人間のクズ!

敵は自分の中にいる。ちょっとだけ抗ってみたくなった、ぽ子55歳。

消えたドーナツ

「定時で上がれたらペットショップに行くから、そのついでにラーメンにしますか。」

という素晴らしい提案のメールが来ていたので、仕事が終わると家にすっ飛んで帰ったのだ。

月曜日と言う地獄のような一日を照らす、一条の光であった。

しかし家に着きリビングに入ると、私は絶叫する事になる。

エルの首についていたドーナツカラーはなくなっており、術後服はちぎれ、尻からぶら下がって引きずられていた。

カラーも服も、術後の傷口を舐めさせないための物である。

それがないという事は・・・、私はエルのお腹を見たが、オーマイガッド、腹の傷を縫い合わせていた糸がない!!

大変だッ、大変だッ、大変だッ、気合だッ、気合だッ、間違えた、大変だッ!!

私は絵に描いたようなオロオロしたオバハンと化し、とりあえず部屋中をひとしきり歩いた。

しまった、こんなことしている場合ではない、病院に電話を、その前に傷口をカバーしなくては。

外れたはずのドーナツカラーを探したが、これが見つからない。

私が出かけて私が帰って来ただけの部屋である。絶対にあるはずだ。

部屋を何周もしたが、だんだん焦りが出てくる。

「ない!」「ない!!」「ねえ!!」「ねえよ!!」

人間一人でも叫ぶものである。

叫んだってない物はなく、かえって「ない感」がにじみ出て余計に焦る。

それは、ダンナがイスにしていた猫ハウスの入り口に引っかかっていた。

申し訳ないが、今は「なぜダンナが猫ハウスをイスにしていたのか」を説明する余裕がない。

勝手な想像を許すので、各々盛り上がっていただきたい。

入り口に引っかかって取れたのだろうか。

私はそれを取り出して、再びエルの首に通した。

ついでに脱げかかっている服を脱がしたが、足を通す部分は食いちぎられ、服はズルズル引きずられていた。

そのままトイレに行ったのか、しっとり黄色くて臭いEE:AEB64

悲惨だ。

出かける寸前までエルは大人しく、カラーを外そうなどとしなかったのに。うちの子に限って。

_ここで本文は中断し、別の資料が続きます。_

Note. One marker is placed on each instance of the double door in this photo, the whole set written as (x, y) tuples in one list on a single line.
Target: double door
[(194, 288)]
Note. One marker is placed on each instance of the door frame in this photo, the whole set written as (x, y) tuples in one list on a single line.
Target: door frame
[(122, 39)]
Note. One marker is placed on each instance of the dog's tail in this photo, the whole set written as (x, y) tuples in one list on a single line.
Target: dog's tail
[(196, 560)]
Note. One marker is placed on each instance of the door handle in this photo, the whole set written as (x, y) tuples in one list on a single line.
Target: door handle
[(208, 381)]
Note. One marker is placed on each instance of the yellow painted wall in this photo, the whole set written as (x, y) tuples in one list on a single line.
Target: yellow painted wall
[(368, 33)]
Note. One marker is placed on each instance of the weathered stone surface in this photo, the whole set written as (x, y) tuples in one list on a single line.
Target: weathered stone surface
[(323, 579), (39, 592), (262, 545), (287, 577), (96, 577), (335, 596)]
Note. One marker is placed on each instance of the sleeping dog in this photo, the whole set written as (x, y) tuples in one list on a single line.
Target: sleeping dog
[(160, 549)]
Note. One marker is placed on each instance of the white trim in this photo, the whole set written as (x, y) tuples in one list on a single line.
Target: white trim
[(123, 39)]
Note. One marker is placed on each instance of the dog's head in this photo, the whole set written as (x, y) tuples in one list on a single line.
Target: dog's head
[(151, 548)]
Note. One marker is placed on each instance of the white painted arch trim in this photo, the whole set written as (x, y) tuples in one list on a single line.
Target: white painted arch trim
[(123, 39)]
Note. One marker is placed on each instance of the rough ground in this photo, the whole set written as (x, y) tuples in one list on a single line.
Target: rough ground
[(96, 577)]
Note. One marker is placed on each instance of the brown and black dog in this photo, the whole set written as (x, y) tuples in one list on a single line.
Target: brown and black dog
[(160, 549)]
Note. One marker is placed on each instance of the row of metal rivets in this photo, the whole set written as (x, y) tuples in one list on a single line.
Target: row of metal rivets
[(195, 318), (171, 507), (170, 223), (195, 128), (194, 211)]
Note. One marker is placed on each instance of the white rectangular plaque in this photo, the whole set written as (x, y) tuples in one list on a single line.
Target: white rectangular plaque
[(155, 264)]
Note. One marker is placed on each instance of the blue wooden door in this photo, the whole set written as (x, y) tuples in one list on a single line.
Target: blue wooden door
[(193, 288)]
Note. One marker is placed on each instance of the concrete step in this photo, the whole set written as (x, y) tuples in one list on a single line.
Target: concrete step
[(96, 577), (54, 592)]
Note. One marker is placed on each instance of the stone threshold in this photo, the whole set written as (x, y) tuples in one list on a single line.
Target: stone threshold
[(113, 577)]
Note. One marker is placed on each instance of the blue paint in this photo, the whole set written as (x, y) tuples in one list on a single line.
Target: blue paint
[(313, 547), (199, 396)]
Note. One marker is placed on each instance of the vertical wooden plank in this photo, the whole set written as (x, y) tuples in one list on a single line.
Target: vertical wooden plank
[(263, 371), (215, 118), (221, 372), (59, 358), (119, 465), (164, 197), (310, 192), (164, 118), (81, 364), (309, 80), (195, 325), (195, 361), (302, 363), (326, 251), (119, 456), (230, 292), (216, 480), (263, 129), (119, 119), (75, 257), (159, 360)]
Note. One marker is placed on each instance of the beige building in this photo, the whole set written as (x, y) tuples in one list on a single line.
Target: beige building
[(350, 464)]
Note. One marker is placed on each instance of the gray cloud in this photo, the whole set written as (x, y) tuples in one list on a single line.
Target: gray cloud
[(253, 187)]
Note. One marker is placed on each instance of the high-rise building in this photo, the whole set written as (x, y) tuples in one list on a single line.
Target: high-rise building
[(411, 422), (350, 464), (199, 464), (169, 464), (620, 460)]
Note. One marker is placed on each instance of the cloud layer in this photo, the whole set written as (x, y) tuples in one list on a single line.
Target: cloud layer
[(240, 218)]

ちょうど娘ぶー子が帰ってきたので、病院まで付き合ってもらう。

車の中では、ぶー子と晩飯バトルである。

「ラーメンEE:AE4E5」「よしかつEE:AE4E5」と言い合っているうちに、火花はあらぬ方に飛び火し、最後にはマジファイトになっていた。

その間にダンナは「オレも直接病院に行く」というメールをくれたらしいがそれどころではなく、ダンナが来る頃には私達の間は冷め切って凍りついていた。

足を組んでうつむき、携帯をいじくっているぶー子。

手だけエルのキャリーに入れ、ぶー子に顔を背けるように、仏頂面でそっぽを向いている私。

ダンナはすぐに異変を察知したが、「そんな事気付いてません」というフリである。慣れたものだ。

家に帰ってからも「よしかつ行けばいいじゃん」「ラーメン行けばいいじゃん」という低レベルの争いが続き、やっとの事で「みんなでラーメン」でまとまったのだが、行ってみると、目当ての限定ラーメンが私達の前の客で終わってしまった。

仲良くしないから、こんな事になるのである。

さっきまでケンカしていたにっくきぶー子が、素直に「可哀相に」というリアクションをしたので、余計に情けなくなった。

近いうちによしかつに行かねばなるまい。